Process of Acne Development

Although multifaceted lists of supplementary causes—both genetic and environmental—are also associated with acne, the decisive development of acne is attributed to the increased proliferation of Propionibacterium acnes (Jappe et. al, 2002). P. acnes is a bacterial species that subsists deep within the follicles (tissue around the root of hair) and pores of the skin. The bacterium derives its energy from sebum (oily secretions), cellular debris and metabolic byproducts from the surrounding tissue (Leyden, 2001). Interestingly, P. acnes is a microbe that in principle is commensal, meaning the bacterium benefits while the organism it infects derives neither benefit nor harm (Bruggemann, 2004). Thus it is present in the normal skin microbiota of healthy individuals. However, when present in excess, it will have the negative health effects associated with acne vulgaris. In this way, it is similar to fat, which is present and even necessary for leading a healthy lifestyle, but when found in excess results in obesity and its ensuing health defects.

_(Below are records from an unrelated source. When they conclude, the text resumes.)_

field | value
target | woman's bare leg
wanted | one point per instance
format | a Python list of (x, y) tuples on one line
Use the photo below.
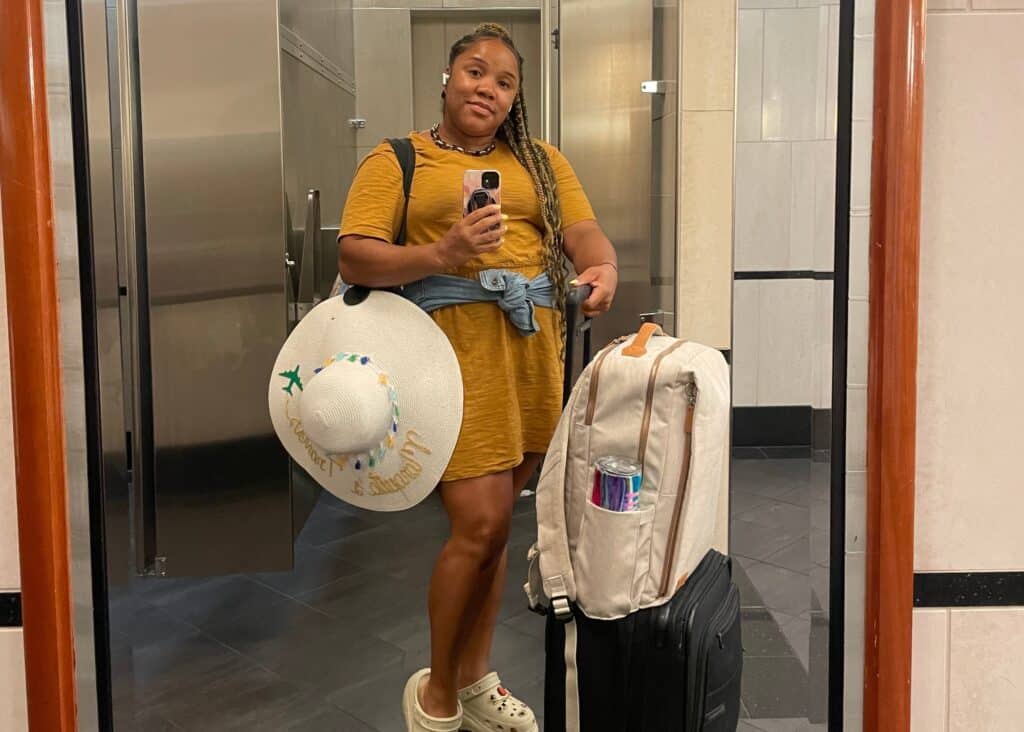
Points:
[(475, 659), (480, 512)]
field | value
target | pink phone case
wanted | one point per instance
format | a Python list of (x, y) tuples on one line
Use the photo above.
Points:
[(474, 196)]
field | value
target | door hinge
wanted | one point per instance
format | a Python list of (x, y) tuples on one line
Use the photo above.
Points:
[(158, 568)]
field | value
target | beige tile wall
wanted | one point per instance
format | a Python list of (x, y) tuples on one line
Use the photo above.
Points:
[(784, 197), (704, 267), (968, 668)]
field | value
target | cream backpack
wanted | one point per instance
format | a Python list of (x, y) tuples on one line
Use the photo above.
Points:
[(666, 403)]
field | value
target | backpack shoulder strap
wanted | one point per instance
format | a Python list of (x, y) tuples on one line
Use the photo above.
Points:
[(406, 154)]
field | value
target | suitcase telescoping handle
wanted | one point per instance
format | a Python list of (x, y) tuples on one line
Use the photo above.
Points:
[(577, 296)]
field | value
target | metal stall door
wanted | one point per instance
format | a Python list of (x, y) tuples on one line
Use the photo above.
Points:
[(605, 122), (207, 285)]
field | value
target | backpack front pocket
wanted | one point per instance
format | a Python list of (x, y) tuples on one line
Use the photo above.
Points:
[(612, 558)]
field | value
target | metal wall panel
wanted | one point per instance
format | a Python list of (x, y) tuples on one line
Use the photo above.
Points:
[(211, 145), (605, 132)]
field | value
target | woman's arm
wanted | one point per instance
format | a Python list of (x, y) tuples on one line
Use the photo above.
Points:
[(376, 263), (594, 259)]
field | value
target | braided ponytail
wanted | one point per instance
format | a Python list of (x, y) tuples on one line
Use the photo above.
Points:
[(534, 158)]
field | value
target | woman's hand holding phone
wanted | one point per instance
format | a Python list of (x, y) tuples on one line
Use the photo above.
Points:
[(478, 232)]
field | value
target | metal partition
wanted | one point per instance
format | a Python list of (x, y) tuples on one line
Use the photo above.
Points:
[(605, 55)]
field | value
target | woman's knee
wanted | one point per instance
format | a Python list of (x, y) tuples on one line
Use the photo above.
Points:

P. acnes is produced in excess as a result of several successive factors that proceed in a cascade of events. First, an increase in the production of androgens (sex hormones), which most notably occurs during puberty, stimulates the hyperactivity of sebaceous glands—microscopic glands responsible for the greasiness of the skin. Hyperactive sebaceous glands then augment the formation of sebum and keratin—a protein that is the main constituent of hair. Sebum and keratin in excess then make skin oily and clog pores, respectively. The pores, now clogged, accumulate dirt that would have otherwise been excreted, while the sebum creates an environment where P. acnes can flourish. Then the P. acnes secrete several proteins, including digestive enzymes, which allow for the absorption of sebum and the acquisition of other nutrients to further stimulate their growth. The proteins released by P. acnes also promote leukocyte (white blood cell) migration and follicular rupture. Subsequently, the numerous white bloods cells infiltrate around the hair follicles, triggering inflammation (Jappe et. al, 2002). The inflammation then leads to the destabilization of the layers of the cell that forms the wall of the skin, resulting in the various trademarks of acne such as pimples and blackheads.

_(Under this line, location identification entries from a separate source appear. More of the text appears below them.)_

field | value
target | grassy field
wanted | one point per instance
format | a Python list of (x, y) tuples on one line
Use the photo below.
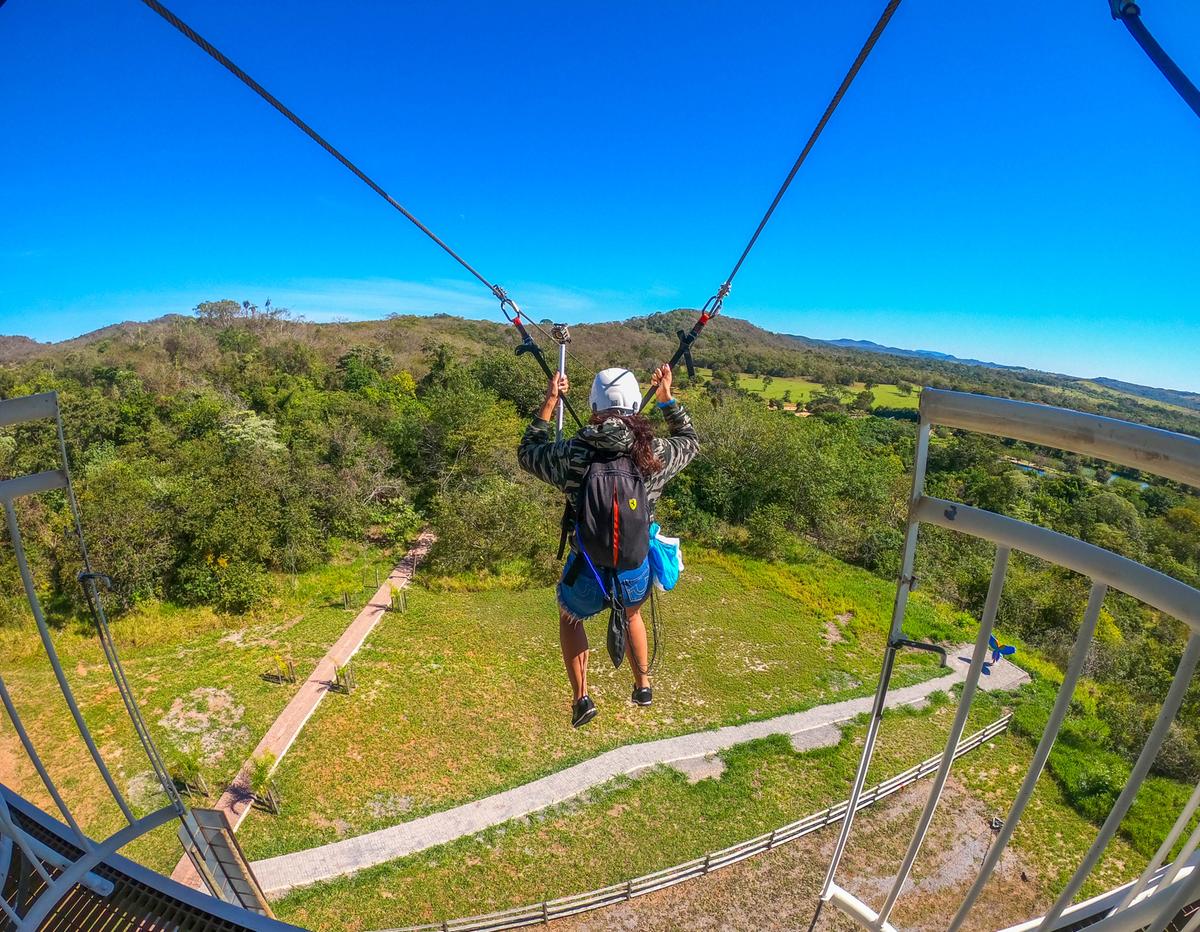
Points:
[(634, 827), (802, 390), (198, 679), (465, 696)]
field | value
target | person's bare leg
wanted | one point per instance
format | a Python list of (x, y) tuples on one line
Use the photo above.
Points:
[(574, 641), (636, 649)]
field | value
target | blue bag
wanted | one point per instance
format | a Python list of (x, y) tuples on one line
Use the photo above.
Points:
[(666, 559)]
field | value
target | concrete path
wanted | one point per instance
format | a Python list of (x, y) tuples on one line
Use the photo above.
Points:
[(238, 799), (809, 728)]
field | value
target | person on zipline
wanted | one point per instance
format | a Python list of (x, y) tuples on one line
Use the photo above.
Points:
[(612, 473)]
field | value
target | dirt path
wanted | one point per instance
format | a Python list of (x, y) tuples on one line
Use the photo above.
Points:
[(811, 728), (789, 878), (237, 800)]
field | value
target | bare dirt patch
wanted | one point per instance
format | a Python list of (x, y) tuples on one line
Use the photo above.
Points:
[(207, 722), (709, 767), (833, 632), (389, 805), (779, 889)]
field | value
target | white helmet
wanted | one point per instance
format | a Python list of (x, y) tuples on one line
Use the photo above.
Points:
[(616, 390)]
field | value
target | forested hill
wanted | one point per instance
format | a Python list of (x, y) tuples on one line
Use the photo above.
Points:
[(178, 350), (216, 454)]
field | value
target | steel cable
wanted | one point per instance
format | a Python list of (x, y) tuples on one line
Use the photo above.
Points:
[(220, 56), (885, 18)]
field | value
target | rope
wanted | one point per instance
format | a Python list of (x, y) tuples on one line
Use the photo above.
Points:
[(220, 56), (885, 18), (1131, 14), (713, 305)]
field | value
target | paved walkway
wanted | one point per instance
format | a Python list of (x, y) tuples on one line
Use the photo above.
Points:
[(809, 729), (237, 800)]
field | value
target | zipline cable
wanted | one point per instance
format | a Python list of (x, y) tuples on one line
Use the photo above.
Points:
[(1129, 13), (514, 317), (713, 306), (232, 67)]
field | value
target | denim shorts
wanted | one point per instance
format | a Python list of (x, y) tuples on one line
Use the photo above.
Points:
[(585, 597)]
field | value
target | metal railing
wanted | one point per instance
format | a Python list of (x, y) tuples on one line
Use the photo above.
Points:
[(57, 875), (568, 906), (1161, 452)]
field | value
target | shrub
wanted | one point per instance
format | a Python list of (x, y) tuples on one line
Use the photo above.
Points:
[(769, 536)]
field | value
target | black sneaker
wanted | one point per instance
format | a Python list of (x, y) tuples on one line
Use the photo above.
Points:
[(582, 711)]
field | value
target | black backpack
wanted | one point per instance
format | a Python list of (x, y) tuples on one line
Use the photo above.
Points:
[(612, 517)]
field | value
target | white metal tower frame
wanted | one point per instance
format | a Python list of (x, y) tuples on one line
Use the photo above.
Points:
[(1158, 895), (58, 872)]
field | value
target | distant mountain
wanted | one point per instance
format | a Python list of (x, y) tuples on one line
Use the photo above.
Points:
[(15, 348), (869, 347), (1170, 396)]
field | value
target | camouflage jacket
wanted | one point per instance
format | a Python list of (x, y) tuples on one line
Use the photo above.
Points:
[(563, 463)]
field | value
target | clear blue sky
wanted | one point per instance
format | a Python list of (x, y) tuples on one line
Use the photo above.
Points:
[(1007, 181)]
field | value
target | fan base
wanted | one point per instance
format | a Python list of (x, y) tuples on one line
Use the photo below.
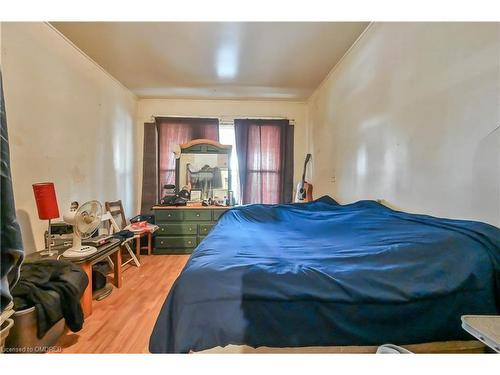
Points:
[(79, 252)]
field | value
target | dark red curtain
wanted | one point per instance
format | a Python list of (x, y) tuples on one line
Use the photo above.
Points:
[(265, 160), (173, 131)]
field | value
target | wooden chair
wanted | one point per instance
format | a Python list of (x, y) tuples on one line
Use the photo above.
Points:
[(118, 222)]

Characteristics of P. acnes

Compared to those without acne, the number of P. acnes present in individuals with acne reveals a startling difference of 84,412 P. acnes organisms per square cm (Leyden, 2001). As a result, current studies on acne have focused on illustrating and expounding upon the physical and functional characteristics of P. acnes.

Figure 1. Left- Rod shaped P. acnes seen through Scanning Electron Microscopy. Lines represent 1µm in length (Leyden, 2001). Right- Propionibacterium acnes grown in thioglycollate medium, stained with crystal violet. A 100x objective was used (Jappe et al., 2002).

Figure 1

P. acnes is gram-positive bacteria, which means it stains purple in Gram’s method—a staining technique used to distinguish between two categories of bacteria, positive and negative, based upon their ability to retain crystal violet (purple) or safranin (pink) dye, respectively (Figure 1). The bacterium is a facultative anaerobe—it has the advantageous ability to grow in both the presence and absence of Oxygen. Its cells are rod (football) shaped and are non-motile. It is a small bacterium approximately 0.5 µm wide and 1.5 µm long (Jappe et. al., 2002). Its small size is favorable—for both itself and the host cell—as it is found in significant amounts in extremely minute areas within the skin. Moreover, P. acnes is photosensitive; it reacts to light by absorbing photons (light particles) of specific wavelengths and transmitting the energy absorbed to surrounding molecules.